Currently, i do the following:

Code :cl::NDRange globalws(5, 9); cl::NDRange localws(1,1); cl_int status = queue.enqueueNDRangeKernel(intersectKernel, cl::NullRange, globalws, localws);

and when i run this, i get the results i would expect.

But, i THINK that this means that the gpu is only running 1 thread at a time, which is obviously not what i want to be doing.

Given that number of points is much less than the max work item sizes - i would have thought i could have done the following:

Code :cl::NDRange globalws(5, 9); cl::NDRange localws(5,9); cl_int status = queue.enqueueNDRangeKernel(intersectKernel, cl::NullRange, globalws, localws);

Doing this, i don't get any opencl errors, but i do get different results...... which is obviously not what i want. Is it a problem with the ndrange i have chosen?

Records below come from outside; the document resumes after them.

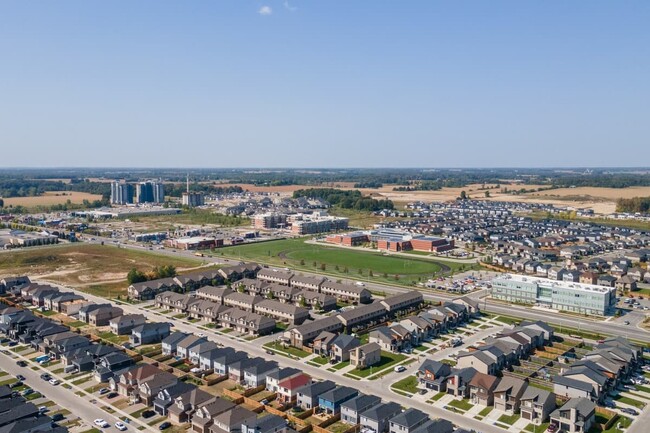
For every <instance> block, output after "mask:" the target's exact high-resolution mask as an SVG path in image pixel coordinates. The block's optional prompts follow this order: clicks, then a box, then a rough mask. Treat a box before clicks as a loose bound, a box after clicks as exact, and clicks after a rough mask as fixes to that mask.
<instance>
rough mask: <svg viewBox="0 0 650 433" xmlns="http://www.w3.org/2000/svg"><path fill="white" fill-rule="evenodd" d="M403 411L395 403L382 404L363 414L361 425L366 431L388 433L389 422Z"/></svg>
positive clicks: (398, 406)
mask: <svg viewBox="0 0 650 433" xmlns="http://www.w3.org/2000/svg"><path fill="white" fill-rule="evenodd" d="M401 411H402V407H401V406H400V405H399V404H397V403H395V402H388V403H380V404H378V405H376V406H373V407H371V408H370V409H367V410H366V411H364V412H362V413H361V415H360V416H359V424H360V426H361V429H362V430H364V431H370V432H374V433H387V432H388V428H389V420H390V419H392V418H394V417H396V416H397V415H398V414H399V413H400V412H401ZM365 429H367V430H365Z"/></svg>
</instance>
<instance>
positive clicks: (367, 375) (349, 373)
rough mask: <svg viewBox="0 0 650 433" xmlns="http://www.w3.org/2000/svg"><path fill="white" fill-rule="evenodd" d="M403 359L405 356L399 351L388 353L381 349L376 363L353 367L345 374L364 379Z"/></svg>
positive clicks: (350, 375) (394, 363) (347, 375)
mask: <svg viewBox="0 0 650 433" xmlns="http://www.w3.org/2000/svg"><path fill="white" fill-rule="evenodd" d="M405 359H406V356H405V355H402V354H401V353H390V352H384V351H383V350H382V352H381V359H380V360H379V362H378V363H377V364H375V365H372V366H370V367H367V368H362V369H359V368H355V369H354V370H352V371H350V372H348V373H346V376H350V377H352V378H353V379H364V378H366V377H368V376H370V375H373V374H376V373H379V372H380V371H383V370H385V369H387V368H390V367H393V366H395V365H397V364H399V363H400V362H402V361H404V360H405Z"/></svg>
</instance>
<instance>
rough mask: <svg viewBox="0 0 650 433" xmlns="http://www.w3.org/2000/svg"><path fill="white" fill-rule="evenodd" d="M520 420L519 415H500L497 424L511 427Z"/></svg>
mask: <svg viewBox="0 0 650 433" xmlns="http://www.w3.org/2000/svg"><path fill="white" fill-rule="evenodd" d="M519 418H521V416H520V415H519V414H514V415H501V416H500V417H499V419H498V420H497V422H500V423H503V424H508V425H513V424H514V423H516V422H517V420H518V419H519Z"/></svg>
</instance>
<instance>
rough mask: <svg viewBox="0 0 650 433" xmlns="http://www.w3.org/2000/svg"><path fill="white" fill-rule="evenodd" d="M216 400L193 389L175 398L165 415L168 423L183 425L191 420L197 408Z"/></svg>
mask: <svg viewBox="0 0 650 433" xmlns="http://www.w3.org/2000/svg"><path fill="white" fill-rule="evenodd" d="M216 398H217V397H215V396H213V395H212V394H208V393H207V392H205V391H203V390H201V389H199V388H196V387H195V388H194V389H191V390H189V391H187V392H185V393H184V394H181V395H179V396H178V397H176V398H175V399H174V403H173V404H172V405H171V406H170V407H169V408H168V409H167V414H168V416H169V419H170V421H172V422H174V423H176V424H183V423H186V422H188V421H190V420H191V418H192V415H193V414H194V412H195V411H196V410H197V409H198V408H199V407H201V406H203V405H205V404H208V403H209V402H211V401H213V400H214V399H216Z"/></svg>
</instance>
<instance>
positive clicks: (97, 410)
mask: <svg viewBox="0 0 650 433" xmlns="http://www.w3.org/2000/svg"><path fill="white" fill-rule="evenodd" d="M17 359H23V358H22V357H18V356H16V358H12V357H11V356H10V355H5V354H4V353H0V365H1V366H2V370H4V371H6V372H7V373H9V374H11V375H13V376H14V377H15V376H17V375H19V374H22V375H23V376H25V378H26V380H25V381H24V382H25V384H26V385H27V386H29V387H30V388H32V389H34V390H36V391H38V392H40V393H41V394H43V395H45V396H46V397H47V399H48V400H51V401H54V402H56V404H57V405H59V406H60V407H63V408H66V409H68V410H69V411H70V412H71V413H72V414H74V415H76V416H78V417H79V418H81V419H82V420H83V421H84V422H85V423H86V424H88V426H89V427H88V428H91V427H95V425H94V424H93V421H94V420H95V419H97V418H102V419H104V420H106V422H108V423H110V424H111V427H109V428H106V429H102V431H106V432H119V430H118V429H116V428H115V427H114V425H115V423H116V422H117V421H119V418H116V417H115V416H113V415H111V414H109V413H108V412H106V411H104V410H102V409H101V408H100V406H98V405H96V404H92V403H91V402H90V399H89V398H88V397H87V396H86V397H79V396H78V395H77V394H75V393H74V389H65V388H63V387H62V386H61V385H57V386H54V385H50V384H49V383H48V382H46V381H44V380H42V379H41V378H40V375H41V374H42V373H43V372H45V370H43V371H41V370H36V371H34V370H32V369H31V368H29V367H30V366H31V365H32V364H31V363H29V364H28V367H19V366H18V365H16V360H17ZM50 374H51V373H50ZM52 376H55V375H52ZM98 404H99V403H98ZM127 428H128V429H129V430H127V431H133V430H134V428H133V427H127ZM150 430H151V431H155V430H153V429H150Z"/></svg>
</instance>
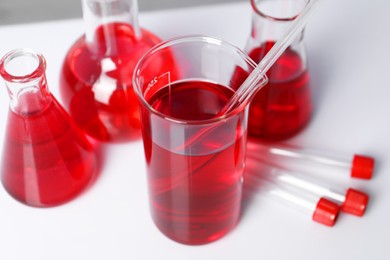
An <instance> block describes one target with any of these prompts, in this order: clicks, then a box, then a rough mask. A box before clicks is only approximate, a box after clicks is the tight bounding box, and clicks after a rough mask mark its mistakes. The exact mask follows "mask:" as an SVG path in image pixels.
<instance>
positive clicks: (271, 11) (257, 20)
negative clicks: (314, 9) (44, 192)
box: [246, 0, 310, 51]
mask: <svg viewBox="0 0 390 260" xmlns="http://www.w3.org/2000/svg"><path fill="white" fill-rule="evenodd" d="M309 1H310V0H274V1H269V0H251V5H252V31H251V35H250V38H249V40H248V43H247V47H246V50H247V51H249V50H250V49H252V48H253V47H257V46H261V45H263V44H264V43H274V42H276V41H277V40H279V39H280V38H282V37H283V35H284V33H285V32H286V31H287V29H288V28H289V27H290V26H291V24H292V22H293V21H294V19H295V18H296V17H297V16H298V15H299V13H300V12H302V11H303V9H304V8H305V6H306V5H307V4H308V2H309ZM302 42H303V31H302V33H301V34H300V35H299V36H297V38H296V40H295V41H294V42H293V43H292V44H291V46H293V45H299V44H300V43H302Z"/></svg>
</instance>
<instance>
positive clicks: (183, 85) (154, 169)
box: [133, 36, 256, 245]
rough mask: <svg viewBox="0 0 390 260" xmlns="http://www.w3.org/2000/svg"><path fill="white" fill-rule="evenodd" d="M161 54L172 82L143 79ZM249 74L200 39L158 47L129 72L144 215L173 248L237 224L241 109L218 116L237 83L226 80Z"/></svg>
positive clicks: (206, 240) (202, 239)
mask: <svg viewBox="0 0 390 260" xmlns="http://www.w3.org/2000/svg"><path fill="white" fill-rule="evenodd" d="M167 52H168V53H173V55H174V63H175V64H176V66H177V68H178V71H176V72H175V71H174V73H176V76H175V77H176V79H172V73H171V71H169V70H167V71H165V72H163V73H160V74H155V75H152V74H151V73H150V70H151V69H153V67H154V66H156V65H155V63H160V62H166V61H165V60H162V59H161V57H162V56H164V55H166V53H167ZM168 62H169V61H168ZM255 66H256V64H255V63H253V61H252V60H251V59H250V58H249V57H248V56H247V55H246V54H245V53H244V52H242V51H240V50H239V49H238V48H236V47H234V46H232V45H230V44H228V43H226V42H224V41H221V40H218V39H215V38H211V37H207V36H187V37H181V38H176V39H173V40H170V41H167V42H165V43H162V44H160V45H158V46H156V47H154V48H153V49H152V50H151V51H150V52H148V53H147V54H146V55H145V56H144V57H143V58H142V59H141V60H140V62H139V63H138V64H137V66H136V69H135V71H134V76H133V80H134V83H133V85H134V88H135V93H136V95H137V97H138V98H139V100H140V103H141V121H142V133H143V141H144V150H145V157H146V164H147V179H148V187H149V199H150V206H151V214H152V218H153V220H154V222H155V224H156V225H157V227H158V228H159V229H160V230H161V232H162V233H163V234H165V235H166V236H167V237H169V238H171V239H173V240H174V241H177V242H180V243H184V244H191V245H195V244H205V243H209V242H212V241H214V240H216V239H219V238H221V237H222V236H224V235H225V234H226V233H227V232H229V231H230V230H231V229H233V227H234V226H235V225H236V223H237V222H238V220H239V216H240V205H241V196H242V186H243V170H244V165H245V150H246V134H247V110H248V109H247V104H245V103H243V104H239V105H238V107H236V108H235V109H233V110H232V111H231V112H229V113H227V114H225V115H223V116H220V115H219V113H220V111H221V109H222V108H223V107H224V105H225V104H226V103H227V101H228V100H229V99H230V97H231V96H232V95H233V93H234V91H235V90H237V88H239V87H240V85H241V84H242V83H243V81H244V80H245V77H238V76H237V77H233V78H232V75H233V74H234V73H236V71H238V70H239V71H242V72H243V73H242V75H246V76H247V75H248V74H249V73H250V72H251V71H252V70H253V69H254V68H255ZM164 67H167V66H164ZM246 103H248V102H246Z"/></svg>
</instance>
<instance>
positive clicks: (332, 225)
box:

Or could it because the value of doesIntersect[0] is changed at the same time and thus causing problems? I've adapted the code so that all it does is change it from 0 to 1 if we find an intersection....... (it is initialised as 0 originally), and i wouldn't have thought this would have been the reason (but then what do i know?).

I know this isn't gpu intensive, but i'm trying to do these more simple routines before jumping into the deep end.